Missing the Boat Again
Because carriers are “going to the well” again for rate increases, almost every maritime “consultant” is predicting a big 2013 for the container industry. Cargo Business Newswire put out the following report on January 10th, though, and it contradicts the rubbish disgorged by those expert consultants.
“Report: Higher container carrier GRIs unsustainable due to weak demand.”
“Despite attempts by container carriers to increase profits by upping freight rates and pulling capacity from east-west trade routes, the increased container freight rates will likely drop due to sustained weak demand, according to an industry report. The newest quarterly Container Forecast from Drewry Maritime Research notes that since the huge success of the March 2012 GRI increase, there have been seven other attempts to lift rates, adding up to a grand total of approximately $ 2,800 to $ 3,000 per FEU on the Asia-to-North Europe route. However, rates have actually dropped from $ 2,700 in early March to $ 2,400 in January 2013, the report said.
“The report asserts a fundamental weakness in the market exacerbated by low volumes after a non-existent peak season in 2012. There was also reluctance by carriers to pull enough capacity. Average headhaul load factors have remained at the 75-to-85-percent range for most of the second half of 2012.
“The report says the strategy of missing sailings has proven unsuccessful in improving freight rates for any long-term period. With another 40 ships of at least 10,000 TEUs to be delivered this year, the supply/demand balance will be tipped in the wrong direction, and operational alliances across all global trade lanes will increase, the report predicts. ‘The emphasis on this tactic (missing sailings) will only lead to severe volatility in the spot market,’ said Neil Dekker, Drewry’s head of container research, ‘with carriers reacting to weaknesses on a temporary basis, with the GRIs essentially being used to prevent further rate erosion, rather than advancing them by any sustainable margin.’

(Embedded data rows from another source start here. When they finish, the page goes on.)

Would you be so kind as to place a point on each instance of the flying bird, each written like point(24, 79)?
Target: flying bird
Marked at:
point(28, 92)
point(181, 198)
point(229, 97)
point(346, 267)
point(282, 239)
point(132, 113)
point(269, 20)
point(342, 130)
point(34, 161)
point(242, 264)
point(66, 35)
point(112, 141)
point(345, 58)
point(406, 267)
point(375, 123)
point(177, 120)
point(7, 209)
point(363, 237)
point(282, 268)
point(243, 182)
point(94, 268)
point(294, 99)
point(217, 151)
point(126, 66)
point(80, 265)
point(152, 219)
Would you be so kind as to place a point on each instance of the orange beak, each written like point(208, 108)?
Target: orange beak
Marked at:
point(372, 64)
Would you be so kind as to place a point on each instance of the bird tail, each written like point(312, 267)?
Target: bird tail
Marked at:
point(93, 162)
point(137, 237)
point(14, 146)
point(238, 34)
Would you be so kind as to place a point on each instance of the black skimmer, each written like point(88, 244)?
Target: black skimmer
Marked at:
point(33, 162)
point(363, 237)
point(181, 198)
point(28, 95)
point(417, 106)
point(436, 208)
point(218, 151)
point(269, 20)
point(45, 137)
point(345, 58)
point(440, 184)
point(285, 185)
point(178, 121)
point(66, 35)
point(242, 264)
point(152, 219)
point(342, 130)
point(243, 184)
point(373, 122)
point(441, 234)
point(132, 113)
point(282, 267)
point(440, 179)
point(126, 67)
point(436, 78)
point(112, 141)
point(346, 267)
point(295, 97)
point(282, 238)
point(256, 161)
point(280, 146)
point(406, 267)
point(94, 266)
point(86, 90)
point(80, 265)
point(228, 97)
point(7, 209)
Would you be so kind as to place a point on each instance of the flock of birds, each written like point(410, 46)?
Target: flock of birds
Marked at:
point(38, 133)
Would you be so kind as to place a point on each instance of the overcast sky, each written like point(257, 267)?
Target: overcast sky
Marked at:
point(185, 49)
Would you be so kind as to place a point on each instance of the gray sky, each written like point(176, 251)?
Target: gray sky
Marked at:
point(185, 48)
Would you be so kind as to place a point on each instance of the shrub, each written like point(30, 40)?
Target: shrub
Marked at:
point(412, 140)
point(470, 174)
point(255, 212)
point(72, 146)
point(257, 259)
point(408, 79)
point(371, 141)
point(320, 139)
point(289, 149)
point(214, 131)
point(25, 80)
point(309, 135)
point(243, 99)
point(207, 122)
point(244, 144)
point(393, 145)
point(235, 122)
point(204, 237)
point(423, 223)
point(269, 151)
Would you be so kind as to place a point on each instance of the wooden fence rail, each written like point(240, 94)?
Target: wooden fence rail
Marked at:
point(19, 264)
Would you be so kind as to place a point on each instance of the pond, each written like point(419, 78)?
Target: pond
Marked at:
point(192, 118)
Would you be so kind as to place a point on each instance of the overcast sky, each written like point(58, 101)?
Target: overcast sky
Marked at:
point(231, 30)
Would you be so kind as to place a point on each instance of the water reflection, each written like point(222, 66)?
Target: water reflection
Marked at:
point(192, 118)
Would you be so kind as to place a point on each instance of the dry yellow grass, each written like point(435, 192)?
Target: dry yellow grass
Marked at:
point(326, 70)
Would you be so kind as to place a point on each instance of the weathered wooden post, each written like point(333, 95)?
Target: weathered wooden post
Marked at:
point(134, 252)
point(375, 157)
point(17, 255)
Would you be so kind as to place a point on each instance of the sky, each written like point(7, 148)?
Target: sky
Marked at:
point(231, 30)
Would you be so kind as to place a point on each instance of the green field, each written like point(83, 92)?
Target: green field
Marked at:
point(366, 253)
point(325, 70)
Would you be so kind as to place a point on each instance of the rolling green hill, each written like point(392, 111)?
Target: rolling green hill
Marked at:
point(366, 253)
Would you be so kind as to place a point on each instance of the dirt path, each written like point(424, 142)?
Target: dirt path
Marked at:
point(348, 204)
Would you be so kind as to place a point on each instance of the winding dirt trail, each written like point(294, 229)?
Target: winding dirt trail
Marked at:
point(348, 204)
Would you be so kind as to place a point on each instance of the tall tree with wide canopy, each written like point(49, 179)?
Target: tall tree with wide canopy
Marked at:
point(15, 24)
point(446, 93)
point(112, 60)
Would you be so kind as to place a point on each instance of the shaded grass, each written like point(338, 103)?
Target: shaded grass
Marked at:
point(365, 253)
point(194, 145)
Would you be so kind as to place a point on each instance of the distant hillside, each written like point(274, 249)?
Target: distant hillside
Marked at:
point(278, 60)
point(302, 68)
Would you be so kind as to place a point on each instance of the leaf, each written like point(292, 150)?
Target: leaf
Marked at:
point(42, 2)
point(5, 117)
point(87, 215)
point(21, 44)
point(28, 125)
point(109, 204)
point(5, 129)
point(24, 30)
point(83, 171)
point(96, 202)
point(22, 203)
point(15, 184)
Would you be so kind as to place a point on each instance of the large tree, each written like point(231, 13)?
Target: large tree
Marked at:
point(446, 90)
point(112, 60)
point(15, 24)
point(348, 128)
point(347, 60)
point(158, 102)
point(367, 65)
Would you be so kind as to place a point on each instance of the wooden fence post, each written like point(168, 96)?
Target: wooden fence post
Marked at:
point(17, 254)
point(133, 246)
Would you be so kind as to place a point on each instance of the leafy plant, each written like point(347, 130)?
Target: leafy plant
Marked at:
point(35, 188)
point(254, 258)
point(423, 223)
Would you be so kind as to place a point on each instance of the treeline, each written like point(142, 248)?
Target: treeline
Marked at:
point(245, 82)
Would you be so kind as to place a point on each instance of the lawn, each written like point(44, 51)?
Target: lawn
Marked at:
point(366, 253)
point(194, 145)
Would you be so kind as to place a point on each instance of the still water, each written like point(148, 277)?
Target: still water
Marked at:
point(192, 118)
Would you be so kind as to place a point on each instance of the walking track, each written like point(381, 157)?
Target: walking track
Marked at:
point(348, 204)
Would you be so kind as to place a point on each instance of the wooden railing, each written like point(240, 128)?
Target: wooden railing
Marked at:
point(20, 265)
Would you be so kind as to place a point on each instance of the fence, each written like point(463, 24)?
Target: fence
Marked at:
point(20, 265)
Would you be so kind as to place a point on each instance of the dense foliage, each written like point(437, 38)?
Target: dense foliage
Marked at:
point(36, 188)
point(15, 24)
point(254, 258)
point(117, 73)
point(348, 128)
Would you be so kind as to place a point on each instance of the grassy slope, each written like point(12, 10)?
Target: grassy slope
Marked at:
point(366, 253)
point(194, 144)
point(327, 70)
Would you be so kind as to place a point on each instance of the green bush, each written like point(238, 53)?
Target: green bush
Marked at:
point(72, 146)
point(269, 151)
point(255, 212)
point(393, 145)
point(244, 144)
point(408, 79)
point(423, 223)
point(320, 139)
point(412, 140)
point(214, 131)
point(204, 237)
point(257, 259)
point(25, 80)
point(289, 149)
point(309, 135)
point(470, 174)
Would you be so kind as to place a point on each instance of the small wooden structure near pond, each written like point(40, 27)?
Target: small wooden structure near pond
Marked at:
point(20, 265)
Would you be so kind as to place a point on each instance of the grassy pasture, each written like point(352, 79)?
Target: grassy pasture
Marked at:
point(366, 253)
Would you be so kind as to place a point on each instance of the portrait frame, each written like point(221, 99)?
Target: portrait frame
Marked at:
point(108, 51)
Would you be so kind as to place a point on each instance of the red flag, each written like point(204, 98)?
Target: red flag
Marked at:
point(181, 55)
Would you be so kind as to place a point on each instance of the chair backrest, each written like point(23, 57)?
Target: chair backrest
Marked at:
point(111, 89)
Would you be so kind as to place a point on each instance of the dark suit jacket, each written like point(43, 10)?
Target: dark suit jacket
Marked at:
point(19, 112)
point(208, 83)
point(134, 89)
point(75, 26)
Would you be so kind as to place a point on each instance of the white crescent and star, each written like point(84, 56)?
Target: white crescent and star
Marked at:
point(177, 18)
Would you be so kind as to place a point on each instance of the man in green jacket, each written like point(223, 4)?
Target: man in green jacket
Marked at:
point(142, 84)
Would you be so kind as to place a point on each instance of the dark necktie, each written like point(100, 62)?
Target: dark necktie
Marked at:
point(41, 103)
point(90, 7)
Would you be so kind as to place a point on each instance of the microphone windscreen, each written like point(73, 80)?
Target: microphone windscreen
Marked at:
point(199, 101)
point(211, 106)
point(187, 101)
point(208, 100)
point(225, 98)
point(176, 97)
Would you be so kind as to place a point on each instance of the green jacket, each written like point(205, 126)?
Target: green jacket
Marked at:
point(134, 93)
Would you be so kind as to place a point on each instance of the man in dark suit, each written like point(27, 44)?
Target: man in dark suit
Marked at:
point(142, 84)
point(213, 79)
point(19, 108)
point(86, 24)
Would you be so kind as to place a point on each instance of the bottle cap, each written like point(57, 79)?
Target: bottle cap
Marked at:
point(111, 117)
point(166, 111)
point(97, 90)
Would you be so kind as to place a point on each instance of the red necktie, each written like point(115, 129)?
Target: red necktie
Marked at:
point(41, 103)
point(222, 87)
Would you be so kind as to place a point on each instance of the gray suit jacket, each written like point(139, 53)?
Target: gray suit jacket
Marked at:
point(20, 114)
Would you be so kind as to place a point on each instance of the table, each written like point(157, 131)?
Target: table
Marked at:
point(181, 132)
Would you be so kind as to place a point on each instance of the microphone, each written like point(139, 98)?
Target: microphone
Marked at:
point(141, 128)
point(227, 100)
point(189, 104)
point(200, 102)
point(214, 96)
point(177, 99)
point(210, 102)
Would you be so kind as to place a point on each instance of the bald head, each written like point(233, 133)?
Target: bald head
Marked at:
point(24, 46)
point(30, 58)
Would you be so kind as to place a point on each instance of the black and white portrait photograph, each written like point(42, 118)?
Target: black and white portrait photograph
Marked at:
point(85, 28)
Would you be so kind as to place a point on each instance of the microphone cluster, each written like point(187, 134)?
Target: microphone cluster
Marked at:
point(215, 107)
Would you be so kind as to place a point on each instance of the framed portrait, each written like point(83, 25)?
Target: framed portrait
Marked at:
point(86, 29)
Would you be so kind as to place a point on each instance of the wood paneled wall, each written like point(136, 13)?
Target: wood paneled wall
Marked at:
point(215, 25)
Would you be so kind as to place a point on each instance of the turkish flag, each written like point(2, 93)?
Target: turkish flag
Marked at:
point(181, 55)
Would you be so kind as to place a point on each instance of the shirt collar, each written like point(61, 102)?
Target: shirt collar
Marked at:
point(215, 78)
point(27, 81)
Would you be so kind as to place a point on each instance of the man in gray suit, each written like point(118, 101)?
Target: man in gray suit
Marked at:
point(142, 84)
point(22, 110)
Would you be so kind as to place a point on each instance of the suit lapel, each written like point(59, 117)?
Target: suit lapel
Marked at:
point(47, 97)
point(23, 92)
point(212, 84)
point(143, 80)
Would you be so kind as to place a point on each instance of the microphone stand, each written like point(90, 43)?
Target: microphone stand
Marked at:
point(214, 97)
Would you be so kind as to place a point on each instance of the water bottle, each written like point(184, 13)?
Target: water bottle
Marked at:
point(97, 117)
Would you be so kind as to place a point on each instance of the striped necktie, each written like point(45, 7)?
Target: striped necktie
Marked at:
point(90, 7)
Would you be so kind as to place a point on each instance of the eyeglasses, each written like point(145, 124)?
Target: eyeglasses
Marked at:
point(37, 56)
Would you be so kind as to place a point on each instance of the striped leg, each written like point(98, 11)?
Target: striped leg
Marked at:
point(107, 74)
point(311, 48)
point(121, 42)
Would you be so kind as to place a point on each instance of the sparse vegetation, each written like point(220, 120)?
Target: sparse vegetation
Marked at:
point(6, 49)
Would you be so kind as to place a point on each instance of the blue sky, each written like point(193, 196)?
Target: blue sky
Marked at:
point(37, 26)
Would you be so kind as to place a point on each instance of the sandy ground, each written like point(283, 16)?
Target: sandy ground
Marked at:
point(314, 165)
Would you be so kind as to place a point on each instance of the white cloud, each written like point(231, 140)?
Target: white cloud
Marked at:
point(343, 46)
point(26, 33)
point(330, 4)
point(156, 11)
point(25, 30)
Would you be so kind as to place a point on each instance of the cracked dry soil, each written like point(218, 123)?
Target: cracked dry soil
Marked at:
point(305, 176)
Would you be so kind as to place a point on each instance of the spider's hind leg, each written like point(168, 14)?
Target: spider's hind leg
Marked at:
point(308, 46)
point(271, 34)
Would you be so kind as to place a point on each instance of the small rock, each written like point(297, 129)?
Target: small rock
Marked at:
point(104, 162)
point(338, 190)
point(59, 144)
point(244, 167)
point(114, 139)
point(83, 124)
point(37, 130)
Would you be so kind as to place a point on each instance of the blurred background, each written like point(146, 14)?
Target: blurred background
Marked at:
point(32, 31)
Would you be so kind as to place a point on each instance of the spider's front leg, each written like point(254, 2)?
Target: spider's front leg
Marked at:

“Drewry also forecasts a global demand to increase by 4.6% this year. However, the research notes capacity growth at the trade route level will strongly challenge carriers and the ability of the growing north-south trades (such as Asia-to-Latin America) to offset the losses is being questioned. Because of successes of the second and third quarters of 2012, container lines are forecasted to make around $ 1.5 billion collective profit. Drewry said carriers could make a profit near $ 5 billion in 2013 if they quickly react to the new reality of weaker demand growth in an era of growing capacity.
“‘Carriers’ obvious reluctance to pull capacity in the core trades since October suggests that many still have an eye on trade share,’ said Dekker. ‘Carriers seem to want to have it both ways. The core trade lanes are undergoing a major upgrading process with over 40 10,000 TEU vessels delivered in 2012, but at the same time they are refusing to lay up or idle significant storage.'” –
[“Trade share” my eye. This is all about the corporate fanning of feathers.]